You have a good question, as this file_search tool and the vector store database is offered without a whole bunch of information about the applications it is useful for.
However, the application you might be thinking about is a bit unclear, but it sounds like this might not be the right solution for you.
The way it works:
- Documents are uploaded to the file storage.
- Then you create a vector store. One of the parameters of a vector store is how many tokens that the data resulting from document extraction will be split into. The default is 800 tokens, perhaps 500 words per chunk.
- Then the tool inclusion in an Assistants or Responses endpoint AI call makes that file search available for the AI to call, with search queries.
- The AI doesn’t know what kind of knowledge is actually in the vector store unless you explain when the file search is useful, and what the expected results are.
- OpenAI uses language in multiple places indicating that it is the user that “uploaded files”, and that their knowledge is in the file search - not the developer.
- The AI can call the tool with a search query, such as “company address”
- A semantic search is done, which ranks the chunks and returns the top results as a tool result block of text.
- The AI can then treat this like knowledge, and answer from information retrieved across documents
Here are the limitations:
- a maximum of 16000 tokens will be placed, regardless of how big you make chunks or how many top results you specify
- the parameter for the max results simply doesn’t work - you get 20 even if you only wanted to pay for 5 chunks per call
- these are entire sections of documents, across all documents in a vector store, and it is only the similarity of tops that brings documents to prominence.
- tabular data, such as JSON or Excel files, are not permitted - they simply will not work good. Some part of the middle of a JSON or data from Excel without headings or with troublesome document extraction will just be poor, and there is no “search-like” quality when you’ve got 20-50 key/values per such a chunk.
So: if you do have little chunks of knowledge, like customer data or fine-grained results that must be returned individually, you would need to build your own function that can act more like a SQL query, with more parameters to drill down into the type of data you offer.
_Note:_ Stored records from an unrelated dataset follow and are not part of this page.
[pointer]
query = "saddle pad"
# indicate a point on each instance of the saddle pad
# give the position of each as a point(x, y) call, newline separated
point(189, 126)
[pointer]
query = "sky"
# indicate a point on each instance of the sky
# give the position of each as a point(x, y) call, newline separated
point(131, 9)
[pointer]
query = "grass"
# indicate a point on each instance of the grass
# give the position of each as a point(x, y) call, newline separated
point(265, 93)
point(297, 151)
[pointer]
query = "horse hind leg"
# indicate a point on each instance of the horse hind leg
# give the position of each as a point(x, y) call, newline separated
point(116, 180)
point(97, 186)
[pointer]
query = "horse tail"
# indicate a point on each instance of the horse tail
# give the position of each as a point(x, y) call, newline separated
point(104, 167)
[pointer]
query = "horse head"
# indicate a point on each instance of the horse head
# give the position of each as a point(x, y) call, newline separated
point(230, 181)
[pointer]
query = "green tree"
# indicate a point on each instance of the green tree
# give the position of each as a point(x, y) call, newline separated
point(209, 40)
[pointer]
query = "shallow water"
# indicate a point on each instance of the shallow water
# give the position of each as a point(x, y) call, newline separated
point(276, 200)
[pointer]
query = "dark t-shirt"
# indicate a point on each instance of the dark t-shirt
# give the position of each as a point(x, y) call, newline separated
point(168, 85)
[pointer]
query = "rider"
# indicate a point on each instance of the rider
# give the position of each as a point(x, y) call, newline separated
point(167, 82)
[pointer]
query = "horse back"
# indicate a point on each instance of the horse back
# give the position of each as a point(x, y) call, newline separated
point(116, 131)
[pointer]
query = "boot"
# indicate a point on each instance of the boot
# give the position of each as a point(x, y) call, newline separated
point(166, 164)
With a function of your own that does a search, you can actually provide a good description of how to use the function, what it will return, and then make many query fields for the AI to use, such as names, date ranges, other types of metadata. You can also then budget how much you want to return to the AI.
Although the question you ask about the file search tool likely has a bigger question behind it, such as “how do I build this application”, I hope that offers some clarification what OpenAI offers - a generic knowledge base from readable documents.